Wysiwyg LaTeX using Checkpointing

A project to build a What-You-See-Is-What-You-Get phototypesetting system based on the LaTeX package

LaTeX is a document-preparation and typesetting package which is widely used in academia. It produces exceptionally nice-looking results (especially for maths), is extremely reliable, and can handle full-size books as well as letters and articles.

Unfortunately it is a little inconvenient to use: you prepare a "source" file in ASCII which describes the structure of your document, then "compile" it to produce an output file which you can view or print.

This means there is a delay between typing the material in, and seeing the final result. For short documents this is annoying but quick. For a book it can take frustratingly long.

The idea of this project is to build a clever front-end which allows you to view the page you're working on practically instantly.

How can this be done easily?

The goal of this project is to reuse the LaTeX program more-or-less unchanged. This has the advantage the you inherit the reliability and quality of the existing LaTeX code.

The trick is to use checkpointing so that the LaTeX program doesn't have to rerun from the beginning each time you want to view the output.

That is:

When you run LaTeX, stop every few pages and take a checkpoint of the program's state.
When you edit the source code, make a note of the earliest byte of the input file that is changed.
Find the latest checkpoint from the previous run, just before this changed byte was read.
Rerun the program from there. (you may run it to completion, or stop it as soon as enough output has been generated).
Signal the viewer that it should reread the output file to display the current page with the changes.

The effect of this is that you can view the effect on the current page of a change to the input file with a limited amount of work, no matter how large the input file.

How can this be done efficiently?

The feasibility of the scheme depends on collecting checkpoints lazily.
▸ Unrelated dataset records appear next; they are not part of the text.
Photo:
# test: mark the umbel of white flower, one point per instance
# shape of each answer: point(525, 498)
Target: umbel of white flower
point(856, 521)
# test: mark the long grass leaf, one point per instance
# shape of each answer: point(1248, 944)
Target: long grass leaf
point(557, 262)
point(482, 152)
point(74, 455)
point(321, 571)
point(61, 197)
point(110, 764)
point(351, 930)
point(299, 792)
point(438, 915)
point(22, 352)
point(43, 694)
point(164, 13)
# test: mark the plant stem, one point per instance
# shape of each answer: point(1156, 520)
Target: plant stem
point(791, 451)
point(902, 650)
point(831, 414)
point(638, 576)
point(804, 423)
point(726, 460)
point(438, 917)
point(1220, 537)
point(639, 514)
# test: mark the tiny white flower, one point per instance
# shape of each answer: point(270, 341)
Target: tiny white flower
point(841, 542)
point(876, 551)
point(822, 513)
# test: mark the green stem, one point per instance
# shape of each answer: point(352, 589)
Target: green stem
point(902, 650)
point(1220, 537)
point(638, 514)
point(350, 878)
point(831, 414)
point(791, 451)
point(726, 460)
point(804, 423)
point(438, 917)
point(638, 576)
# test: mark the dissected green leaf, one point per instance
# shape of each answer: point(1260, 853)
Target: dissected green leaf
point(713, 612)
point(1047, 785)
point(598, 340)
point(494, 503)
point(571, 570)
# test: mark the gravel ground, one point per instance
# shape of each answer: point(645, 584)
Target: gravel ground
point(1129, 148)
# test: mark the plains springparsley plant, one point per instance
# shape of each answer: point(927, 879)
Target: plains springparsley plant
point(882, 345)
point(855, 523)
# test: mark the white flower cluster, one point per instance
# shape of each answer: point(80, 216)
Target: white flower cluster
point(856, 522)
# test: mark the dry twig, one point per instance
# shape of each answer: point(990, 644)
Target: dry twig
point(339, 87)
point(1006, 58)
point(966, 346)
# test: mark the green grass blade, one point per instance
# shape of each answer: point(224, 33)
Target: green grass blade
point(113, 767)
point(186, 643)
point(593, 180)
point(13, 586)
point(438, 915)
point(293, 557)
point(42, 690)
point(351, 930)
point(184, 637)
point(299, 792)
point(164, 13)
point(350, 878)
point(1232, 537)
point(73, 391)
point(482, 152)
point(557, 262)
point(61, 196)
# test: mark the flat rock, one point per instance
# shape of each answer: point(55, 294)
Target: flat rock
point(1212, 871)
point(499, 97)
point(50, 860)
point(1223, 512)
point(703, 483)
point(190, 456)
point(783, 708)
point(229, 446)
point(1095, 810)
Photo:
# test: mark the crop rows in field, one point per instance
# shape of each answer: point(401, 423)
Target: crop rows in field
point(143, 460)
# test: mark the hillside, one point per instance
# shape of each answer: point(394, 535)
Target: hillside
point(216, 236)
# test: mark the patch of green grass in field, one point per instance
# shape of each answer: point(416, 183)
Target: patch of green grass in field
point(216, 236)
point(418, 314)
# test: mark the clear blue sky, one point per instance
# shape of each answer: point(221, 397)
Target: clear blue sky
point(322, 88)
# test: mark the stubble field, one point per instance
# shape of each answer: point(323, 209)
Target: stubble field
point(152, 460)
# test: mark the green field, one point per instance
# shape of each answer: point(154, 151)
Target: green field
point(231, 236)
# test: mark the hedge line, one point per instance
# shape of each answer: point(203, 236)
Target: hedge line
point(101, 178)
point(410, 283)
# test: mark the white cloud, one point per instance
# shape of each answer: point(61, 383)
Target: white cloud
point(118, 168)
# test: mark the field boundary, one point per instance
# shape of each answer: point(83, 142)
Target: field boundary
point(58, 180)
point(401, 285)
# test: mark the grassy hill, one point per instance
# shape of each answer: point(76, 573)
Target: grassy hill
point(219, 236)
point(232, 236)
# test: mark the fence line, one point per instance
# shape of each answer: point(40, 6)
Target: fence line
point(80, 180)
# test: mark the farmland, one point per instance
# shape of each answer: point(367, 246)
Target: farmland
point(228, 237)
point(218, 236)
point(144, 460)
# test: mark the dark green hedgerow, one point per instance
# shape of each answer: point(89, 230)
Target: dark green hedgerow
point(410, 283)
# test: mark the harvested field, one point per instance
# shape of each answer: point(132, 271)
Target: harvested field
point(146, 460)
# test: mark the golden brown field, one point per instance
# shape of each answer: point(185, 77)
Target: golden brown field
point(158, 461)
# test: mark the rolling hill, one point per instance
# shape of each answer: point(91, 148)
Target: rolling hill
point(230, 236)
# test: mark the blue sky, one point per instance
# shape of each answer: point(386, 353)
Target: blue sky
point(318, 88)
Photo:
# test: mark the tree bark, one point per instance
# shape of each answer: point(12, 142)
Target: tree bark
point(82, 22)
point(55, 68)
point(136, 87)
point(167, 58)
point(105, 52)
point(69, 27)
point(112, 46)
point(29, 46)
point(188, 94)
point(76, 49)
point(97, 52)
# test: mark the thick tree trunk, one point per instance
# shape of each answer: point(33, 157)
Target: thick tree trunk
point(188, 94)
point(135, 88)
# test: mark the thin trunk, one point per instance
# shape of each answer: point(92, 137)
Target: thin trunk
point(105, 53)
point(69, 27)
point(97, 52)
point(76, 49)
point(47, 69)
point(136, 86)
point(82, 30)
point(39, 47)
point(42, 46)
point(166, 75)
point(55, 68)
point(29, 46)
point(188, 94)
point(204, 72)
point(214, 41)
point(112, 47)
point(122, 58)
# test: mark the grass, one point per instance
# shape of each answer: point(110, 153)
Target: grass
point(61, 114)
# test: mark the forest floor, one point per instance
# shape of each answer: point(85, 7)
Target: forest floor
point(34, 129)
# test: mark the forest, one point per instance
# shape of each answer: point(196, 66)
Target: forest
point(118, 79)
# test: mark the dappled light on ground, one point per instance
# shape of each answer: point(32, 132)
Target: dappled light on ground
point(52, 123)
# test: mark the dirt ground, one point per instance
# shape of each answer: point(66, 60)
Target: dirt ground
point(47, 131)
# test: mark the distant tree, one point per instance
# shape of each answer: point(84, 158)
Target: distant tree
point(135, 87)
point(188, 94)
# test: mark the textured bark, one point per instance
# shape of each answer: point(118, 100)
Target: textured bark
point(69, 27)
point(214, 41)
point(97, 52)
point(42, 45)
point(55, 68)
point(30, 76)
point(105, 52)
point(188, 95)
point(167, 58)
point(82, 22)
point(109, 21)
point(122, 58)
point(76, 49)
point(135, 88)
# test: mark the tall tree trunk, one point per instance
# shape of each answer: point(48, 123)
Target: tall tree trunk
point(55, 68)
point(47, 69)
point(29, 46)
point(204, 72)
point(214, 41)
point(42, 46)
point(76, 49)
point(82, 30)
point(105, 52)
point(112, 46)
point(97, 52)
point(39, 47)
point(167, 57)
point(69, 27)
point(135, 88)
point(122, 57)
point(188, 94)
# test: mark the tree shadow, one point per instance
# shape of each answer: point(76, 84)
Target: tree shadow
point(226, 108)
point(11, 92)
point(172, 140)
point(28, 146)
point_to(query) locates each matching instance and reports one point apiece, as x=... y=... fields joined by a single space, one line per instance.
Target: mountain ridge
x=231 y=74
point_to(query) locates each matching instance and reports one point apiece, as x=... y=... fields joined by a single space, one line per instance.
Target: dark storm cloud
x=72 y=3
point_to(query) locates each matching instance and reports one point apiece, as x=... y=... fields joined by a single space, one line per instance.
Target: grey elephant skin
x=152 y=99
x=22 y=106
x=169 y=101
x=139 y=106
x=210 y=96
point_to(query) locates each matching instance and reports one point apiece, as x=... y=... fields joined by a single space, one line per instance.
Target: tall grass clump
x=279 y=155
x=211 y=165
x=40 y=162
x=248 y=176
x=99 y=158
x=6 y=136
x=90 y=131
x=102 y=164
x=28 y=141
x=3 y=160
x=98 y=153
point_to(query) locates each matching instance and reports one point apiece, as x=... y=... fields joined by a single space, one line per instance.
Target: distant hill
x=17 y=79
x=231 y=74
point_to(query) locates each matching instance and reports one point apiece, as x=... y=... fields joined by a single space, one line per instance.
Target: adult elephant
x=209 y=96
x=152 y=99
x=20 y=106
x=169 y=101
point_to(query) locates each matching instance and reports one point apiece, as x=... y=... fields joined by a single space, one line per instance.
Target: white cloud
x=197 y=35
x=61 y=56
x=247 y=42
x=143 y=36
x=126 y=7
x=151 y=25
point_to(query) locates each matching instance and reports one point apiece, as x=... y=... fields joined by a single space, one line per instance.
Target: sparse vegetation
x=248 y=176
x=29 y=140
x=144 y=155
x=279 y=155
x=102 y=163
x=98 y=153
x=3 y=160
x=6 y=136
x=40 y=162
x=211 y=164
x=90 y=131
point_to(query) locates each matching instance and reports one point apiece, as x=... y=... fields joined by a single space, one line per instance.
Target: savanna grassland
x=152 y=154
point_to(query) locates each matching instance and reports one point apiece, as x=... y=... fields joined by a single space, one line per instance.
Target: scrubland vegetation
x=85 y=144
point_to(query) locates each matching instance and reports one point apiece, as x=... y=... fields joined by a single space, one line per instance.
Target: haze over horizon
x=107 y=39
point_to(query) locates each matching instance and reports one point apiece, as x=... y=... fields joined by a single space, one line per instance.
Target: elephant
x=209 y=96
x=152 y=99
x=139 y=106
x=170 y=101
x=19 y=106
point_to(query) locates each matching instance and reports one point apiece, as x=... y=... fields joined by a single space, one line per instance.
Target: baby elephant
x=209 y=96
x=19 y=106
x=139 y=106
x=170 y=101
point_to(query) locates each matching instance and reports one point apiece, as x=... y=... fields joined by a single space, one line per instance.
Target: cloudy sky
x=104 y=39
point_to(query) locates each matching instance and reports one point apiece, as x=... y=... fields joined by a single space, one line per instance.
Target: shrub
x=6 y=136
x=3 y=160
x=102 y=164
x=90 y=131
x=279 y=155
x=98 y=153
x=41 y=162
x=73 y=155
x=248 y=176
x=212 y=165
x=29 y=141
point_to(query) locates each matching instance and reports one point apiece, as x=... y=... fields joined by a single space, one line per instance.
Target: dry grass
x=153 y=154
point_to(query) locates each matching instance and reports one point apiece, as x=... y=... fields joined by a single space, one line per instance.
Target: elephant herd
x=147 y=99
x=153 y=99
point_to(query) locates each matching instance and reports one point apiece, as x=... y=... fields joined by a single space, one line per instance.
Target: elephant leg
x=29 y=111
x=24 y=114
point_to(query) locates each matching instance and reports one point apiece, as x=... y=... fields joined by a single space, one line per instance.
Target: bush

Fortunately there are well-established techniques for checkpointing computations with minimal cost using virtual memory techniques. The basic idea is that when a checkpointing event occurs, the current data pages are protected against writing, and their identifiers are remembered in case the snapshot has to be reinstated. The client computation is then continued, but when a page fault occurs due to a write to a checkpointed page, a true copy of the page is made. The client process's memory map is modified so that the copy supercedes the read-only copy, and the client is allowed to continue with read-write access to the page.

When the next checkpoint event occurs, many but not all of the read-only pages may have been copied. As before, the present pages are made read-only and their idenifiers are remembered for restarting.

The effect of this scheme is that time is spent copying only those pages which are actually changed between checkpoints. Furthermore, space is occupied only by those pages which are changed.

A complete system

I am sure that many user-interface designs are possible, but the basic service we can offer is as follows:

A pair of windows, side-by-side: one a text editor for modifying the LaTeX source of the document, the other displaying the result.
A button (mouse, keyboard or on-screen) to cause reformatting
An optional pop-up window showing the messages arising from any formatting errors.

A nice touch would be synchronised scrolling of the two windows --- so when you move around in the previewer, the text editor is adjusted to refer to the right area. This is easily done using the correlation between pages of the DVI file read by the previewer, pages output by TeX, and pages read by TeX.

It is probably necessary to perform recomputation only when some specific command is given, as otherwise a syntax error is likely to occur, leading to no output.

Note that when starting the system up, snapshots need be collected relatively infrequently, perhaps every five or ten pages. We can thus keep the time invested in snapshotting small. Once recomputation is requested, more frequent snapshots should be kept to reduce latency.

Equipment: Unix workstation.

Recommended tools: Unix, C or C++, Tcl/TK, GNU Emacs, xdvi (sources), latex (sources), checkpointing package (e.g. as produced by project student Paul Walmsley in 1994).